The best way to accept rejection is to learn from it.
“I have to audition all the time, and I would love to tell everyone that I’m so used to rejection now…. But I still am a very sensitive human. I’m extremely sensitive and extremely shy and I wear my heart on my sleeve. It always feels like a little bit of a [personal] rejection, but the tools that I have now and how I deal with it are much different than how I used to deal with them…. I do truly believe that it was either a learning process, not meant to be, or something was getting me ready for something else.” I can look back at so many TV shows that I should’ve gotten in the past years where it was down between me and somebody else and the other person got it, and then they met their husband on that show. They have a baby with that person. They live in Wales now.

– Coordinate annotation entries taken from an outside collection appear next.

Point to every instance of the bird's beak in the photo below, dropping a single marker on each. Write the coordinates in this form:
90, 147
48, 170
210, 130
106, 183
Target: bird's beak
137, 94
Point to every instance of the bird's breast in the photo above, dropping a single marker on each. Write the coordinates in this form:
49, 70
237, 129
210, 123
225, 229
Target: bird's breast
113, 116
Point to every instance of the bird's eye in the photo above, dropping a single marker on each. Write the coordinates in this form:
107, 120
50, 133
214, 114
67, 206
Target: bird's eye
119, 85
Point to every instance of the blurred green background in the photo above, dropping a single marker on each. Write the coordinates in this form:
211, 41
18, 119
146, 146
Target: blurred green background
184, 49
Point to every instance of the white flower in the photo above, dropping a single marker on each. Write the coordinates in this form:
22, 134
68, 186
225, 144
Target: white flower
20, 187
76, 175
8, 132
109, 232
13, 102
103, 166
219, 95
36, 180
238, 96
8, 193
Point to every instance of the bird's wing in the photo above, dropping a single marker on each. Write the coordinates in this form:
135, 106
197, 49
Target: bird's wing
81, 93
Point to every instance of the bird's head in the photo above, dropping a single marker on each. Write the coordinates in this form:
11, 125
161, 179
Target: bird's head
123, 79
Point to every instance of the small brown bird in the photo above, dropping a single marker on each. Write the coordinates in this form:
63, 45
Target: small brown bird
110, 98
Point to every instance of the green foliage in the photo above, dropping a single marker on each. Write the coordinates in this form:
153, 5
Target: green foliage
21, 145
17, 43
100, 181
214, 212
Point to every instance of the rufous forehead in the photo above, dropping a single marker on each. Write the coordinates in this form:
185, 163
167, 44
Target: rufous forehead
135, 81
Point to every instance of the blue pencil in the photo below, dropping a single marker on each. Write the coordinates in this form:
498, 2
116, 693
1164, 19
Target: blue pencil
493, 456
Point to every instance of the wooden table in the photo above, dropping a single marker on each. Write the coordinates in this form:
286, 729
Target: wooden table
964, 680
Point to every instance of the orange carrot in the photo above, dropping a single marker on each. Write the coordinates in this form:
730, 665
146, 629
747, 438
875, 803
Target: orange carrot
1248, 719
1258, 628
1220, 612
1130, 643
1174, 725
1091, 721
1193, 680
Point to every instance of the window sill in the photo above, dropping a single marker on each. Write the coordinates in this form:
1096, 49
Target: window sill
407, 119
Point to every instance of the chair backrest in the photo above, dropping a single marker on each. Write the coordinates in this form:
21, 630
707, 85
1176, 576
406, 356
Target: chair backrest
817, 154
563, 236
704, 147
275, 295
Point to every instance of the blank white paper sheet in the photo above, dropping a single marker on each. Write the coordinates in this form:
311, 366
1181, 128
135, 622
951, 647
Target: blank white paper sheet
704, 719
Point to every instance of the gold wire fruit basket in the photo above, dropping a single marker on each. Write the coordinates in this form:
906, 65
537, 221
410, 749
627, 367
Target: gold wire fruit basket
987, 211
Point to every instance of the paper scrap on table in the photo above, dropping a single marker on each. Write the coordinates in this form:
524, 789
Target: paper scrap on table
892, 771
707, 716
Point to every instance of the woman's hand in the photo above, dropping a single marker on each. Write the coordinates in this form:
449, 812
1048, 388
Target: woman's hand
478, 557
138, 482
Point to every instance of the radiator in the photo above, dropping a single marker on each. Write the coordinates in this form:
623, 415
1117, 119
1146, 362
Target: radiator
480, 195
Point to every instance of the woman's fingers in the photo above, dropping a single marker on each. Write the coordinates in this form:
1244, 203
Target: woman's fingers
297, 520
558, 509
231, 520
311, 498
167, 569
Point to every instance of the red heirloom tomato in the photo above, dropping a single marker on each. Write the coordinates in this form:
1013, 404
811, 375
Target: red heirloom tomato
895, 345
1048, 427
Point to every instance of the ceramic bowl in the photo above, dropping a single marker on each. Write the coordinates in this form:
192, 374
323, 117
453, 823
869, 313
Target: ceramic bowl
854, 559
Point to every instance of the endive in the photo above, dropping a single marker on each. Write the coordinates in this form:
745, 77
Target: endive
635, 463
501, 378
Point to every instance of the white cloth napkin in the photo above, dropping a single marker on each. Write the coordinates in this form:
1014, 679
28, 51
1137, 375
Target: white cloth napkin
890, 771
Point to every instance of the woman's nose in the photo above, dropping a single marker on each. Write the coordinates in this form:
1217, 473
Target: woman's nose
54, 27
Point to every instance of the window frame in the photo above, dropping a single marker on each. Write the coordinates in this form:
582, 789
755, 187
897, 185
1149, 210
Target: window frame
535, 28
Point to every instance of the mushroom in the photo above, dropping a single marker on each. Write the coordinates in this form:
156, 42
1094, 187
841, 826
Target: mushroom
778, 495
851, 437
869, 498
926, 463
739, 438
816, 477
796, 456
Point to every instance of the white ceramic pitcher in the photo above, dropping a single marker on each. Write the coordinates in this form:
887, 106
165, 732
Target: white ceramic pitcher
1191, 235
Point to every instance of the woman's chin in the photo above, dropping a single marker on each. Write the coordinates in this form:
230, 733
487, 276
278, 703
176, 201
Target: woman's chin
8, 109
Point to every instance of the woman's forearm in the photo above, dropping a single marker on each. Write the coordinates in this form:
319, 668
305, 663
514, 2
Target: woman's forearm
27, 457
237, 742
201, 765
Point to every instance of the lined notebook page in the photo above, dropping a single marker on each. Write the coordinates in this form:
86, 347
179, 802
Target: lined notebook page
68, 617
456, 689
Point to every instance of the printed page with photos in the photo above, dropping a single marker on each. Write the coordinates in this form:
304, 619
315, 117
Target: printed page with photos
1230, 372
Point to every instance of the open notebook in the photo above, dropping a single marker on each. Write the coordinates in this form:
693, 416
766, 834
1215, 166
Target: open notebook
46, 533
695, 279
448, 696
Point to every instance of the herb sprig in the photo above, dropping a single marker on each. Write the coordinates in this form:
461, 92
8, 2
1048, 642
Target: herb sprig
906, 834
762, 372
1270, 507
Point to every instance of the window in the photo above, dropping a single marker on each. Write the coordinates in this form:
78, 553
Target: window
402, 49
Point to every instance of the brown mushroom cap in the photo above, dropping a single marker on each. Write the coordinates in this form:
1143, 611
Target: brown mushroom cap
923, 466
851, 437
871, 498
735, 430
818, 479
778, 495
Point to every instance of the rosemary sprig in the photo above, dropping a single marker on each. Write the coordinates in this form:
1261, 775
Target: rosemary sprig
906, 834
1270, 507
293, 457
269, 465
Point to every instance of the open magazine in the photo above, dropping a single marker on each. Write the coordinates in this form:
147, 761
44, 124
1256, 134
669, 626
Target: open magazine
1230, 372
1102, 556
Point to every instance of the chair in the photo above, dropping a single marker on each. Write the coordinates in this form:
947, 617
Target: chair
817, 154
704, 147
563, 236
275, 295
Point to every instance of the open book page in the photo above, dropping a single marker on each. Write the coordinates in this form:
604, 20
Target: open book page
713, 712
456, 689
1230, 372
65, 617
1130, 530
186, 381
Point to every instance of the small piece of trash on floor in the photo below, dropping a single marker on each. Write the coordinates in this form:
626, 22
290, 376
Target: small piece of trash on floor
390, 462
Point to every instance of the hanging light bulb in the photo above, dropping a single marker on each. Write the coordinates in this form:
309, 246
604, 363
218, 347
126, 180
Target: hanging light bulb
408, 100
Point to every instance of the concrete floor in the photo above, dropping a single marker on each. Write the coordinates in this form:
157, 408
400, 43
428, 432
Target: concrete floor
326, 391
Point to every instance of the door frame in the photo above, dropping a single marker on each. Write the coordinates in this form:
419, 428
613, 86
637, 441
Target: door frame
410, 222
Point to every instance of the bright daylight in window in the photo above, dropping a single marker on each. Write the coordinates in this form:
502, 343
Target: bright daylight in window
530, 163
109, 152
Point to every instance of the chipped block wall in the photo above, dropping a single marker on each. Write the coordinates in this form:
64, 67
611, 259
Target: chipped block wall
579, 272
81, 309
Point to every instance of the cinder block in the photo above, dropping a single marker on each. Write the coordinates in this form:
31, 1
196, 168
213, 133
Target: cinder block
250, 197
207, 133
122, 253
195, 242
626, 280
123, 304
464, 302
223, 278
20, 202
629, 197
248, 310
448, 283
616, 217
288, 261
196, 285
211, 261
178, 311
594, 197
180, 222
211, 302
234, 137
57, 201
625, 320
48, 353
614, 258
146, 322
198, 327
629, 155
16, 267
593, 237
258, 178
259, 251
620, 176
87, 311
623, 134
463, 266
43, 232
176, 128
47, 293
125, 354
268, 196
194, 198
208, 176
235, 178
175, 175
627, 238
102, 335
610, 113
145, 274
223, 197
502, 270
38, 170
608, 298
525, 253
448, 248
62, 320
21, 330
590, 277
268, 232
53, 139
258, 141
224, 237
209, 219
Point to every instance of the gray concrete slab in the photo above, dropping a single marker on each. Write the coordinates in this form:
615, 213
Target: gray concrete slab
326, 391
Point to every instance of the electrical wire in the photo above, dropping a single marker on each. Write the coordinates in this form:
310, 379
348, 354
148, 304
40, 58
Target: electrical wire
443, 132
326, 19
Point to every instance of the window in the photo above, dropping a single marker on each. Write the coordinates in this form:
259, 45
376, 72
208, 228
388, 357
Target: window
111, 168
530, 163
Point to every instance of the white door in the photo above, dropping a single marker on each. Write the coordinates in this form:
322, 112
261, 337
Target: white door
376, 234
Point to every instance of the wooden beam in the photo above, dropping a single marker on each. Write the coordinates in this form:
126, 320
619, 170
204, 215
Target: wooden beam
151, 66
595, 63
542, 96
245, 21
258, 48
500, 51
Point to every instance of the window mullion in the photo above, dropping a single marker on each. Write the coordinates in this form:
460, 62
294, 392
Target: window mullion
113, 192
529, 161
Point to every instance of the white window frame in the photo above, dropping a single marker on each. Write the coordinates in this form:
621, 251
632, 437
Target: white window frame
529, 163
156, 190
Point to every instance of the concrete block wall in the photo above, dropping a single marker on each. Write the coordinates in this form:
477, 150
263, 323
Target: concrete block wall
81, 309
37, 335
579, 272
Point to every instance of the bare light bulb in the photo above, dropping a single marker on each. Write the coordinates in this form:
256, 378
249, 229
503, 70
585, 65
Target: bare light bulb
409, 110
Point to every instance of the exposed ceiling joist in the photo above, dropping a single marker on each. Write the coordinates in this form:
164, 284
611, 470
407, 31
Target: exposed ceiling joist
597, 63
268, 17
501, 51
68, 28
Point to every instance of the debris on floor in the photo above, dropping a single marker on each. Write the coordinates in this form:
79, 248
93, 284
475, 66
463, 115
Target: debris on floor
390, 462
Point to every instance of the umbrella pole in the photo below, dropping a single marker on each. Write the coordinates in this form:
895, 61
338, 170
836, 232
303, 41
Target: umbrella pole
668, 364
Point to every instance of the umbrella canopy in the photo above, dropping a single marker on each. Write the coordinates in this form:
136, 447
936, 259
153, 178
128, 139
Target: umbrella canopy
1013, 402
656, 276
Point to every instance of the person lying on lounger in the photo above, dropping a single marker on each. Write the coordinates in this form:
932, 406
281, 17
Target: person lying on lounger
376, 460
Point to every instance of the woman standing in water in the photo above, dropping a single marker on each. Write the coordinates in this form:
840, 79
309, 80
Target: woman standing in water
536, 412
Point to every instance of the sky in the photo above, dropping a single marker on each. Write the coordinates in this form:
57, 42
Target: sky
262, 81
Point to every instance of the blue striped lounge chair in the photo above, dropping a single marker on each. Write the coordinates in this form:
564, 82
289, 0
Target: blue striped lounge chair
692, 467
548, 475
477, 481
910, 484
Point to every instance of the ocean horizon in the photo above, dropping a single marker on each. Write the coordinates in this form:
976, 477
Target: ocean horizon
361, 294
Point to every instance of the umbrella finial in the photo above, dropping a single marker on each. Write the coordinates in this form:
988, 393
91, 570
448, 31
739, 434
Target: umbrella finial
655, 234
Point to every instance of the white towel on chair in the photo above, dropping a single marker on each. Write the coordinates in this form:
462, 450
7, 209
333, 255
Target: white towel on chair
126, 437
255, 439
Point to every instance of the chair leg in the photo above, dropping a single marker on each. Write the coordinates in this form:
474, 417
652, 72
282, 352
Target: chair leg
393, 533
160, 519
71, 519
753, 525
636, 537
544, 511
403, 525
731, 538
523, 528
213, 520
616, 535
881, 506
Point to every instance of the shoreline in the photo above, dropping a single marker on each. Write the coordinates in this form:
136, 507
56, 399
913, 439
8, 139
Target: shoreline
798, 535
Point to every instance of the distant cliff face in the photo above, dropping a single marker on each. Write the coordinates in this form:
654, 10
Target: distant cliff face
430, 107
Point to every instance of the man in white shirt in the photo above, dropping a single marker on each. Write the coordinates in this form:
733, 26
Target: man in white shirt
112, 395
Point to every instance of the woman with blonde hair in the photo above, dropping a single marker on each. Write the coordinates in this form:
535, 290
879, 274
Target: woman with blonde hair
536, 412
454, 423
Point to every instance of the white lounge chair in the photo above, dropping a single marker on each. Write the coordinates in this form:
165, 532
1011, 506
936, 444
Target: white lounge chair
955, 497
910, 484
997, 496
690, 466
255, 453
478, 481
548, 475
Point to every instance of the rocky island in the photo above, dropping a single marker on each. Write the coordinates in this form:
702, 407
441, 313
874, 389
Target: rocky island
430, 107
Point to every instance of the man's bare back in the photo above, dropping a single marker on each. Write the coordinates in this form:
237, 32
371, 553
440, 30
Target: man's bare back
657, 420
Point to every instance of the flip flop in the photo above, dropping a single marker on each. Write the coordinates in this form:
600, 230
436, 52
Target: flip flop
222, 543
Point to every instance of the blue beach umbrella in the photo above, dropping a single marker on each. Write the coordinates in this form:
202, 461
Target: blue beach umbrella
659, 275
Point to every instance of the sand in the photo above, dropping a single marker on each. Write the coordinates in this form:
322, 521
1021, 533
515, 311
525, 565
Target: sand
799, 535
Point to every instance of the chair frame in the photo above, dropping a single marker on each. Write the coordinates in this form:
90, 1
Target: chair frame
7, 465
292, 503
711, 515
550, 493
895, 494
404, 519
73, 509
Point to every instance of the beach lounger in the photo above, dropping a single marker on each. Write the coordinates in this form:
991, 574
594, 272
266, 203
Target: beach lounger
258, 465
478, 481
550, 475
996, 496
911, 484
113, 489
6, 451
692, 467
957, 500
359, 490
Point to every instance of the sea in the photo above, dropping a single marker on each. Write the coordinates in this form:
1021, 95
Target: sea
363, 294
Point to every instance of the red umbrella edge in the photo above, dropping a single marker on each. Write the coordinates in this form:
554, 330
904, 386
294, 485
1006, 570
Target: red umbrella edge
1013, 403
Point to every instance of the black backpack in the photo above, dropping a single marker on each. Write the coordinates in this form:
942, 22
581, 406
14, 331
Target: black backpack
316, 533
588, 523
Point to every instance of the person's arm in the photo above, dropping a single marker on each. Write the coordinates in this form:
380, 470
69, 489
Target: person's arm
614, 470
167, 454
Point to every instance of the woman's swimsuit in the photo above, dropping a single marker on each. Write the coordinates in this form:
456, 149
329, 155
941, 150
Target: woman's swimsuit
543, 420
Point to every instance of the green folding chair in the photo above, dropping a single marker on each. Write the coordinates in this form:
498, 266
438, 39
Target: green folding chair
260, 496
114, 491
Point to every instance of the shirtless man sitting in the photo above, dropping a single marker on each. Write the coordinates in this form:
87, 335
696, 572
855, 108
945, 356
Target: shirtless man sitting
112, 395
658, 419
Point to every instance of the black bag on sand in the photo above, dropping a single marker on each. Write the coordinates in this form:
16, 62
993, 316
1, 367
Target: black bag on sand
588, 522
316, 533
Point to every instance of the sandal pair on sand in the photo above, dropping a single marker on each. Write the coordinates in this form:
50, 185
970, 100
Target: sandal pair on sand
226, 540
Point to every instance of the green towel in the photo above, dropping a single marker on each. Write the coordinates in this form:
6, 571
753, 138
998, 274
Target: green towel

Things that are so crazy where I’m like, ‘I was not supposed to live in Wales with a baby!’ Things that I now have perspective on, and that makes it easier for the next rejection because I’ve been on the other side of it, too, where I’ve directed and produced, and people can give the best audition ever and they’re so good, but it’s just not the right vibe, tone, look. There’s a whole bunch of things at play, and usually it has much more to do with everything else in the world and not just you.”
Up next: Snow wants to continue getting behind the camera.
“I just directed and wrote and produced my first short film that I did last year. It’s premiering now to a bunch of film festivals that I’m very grateful for, and I would love to write and direct and produce more. I produced a movie that I did while I was doing the audition for this. I produced a movie called ‘Bailey & Darla’ that’s coming out next year that I’m really proud of. I want to do more of that kind of creating my own sort of voice and world, and work with a lot of my friends.”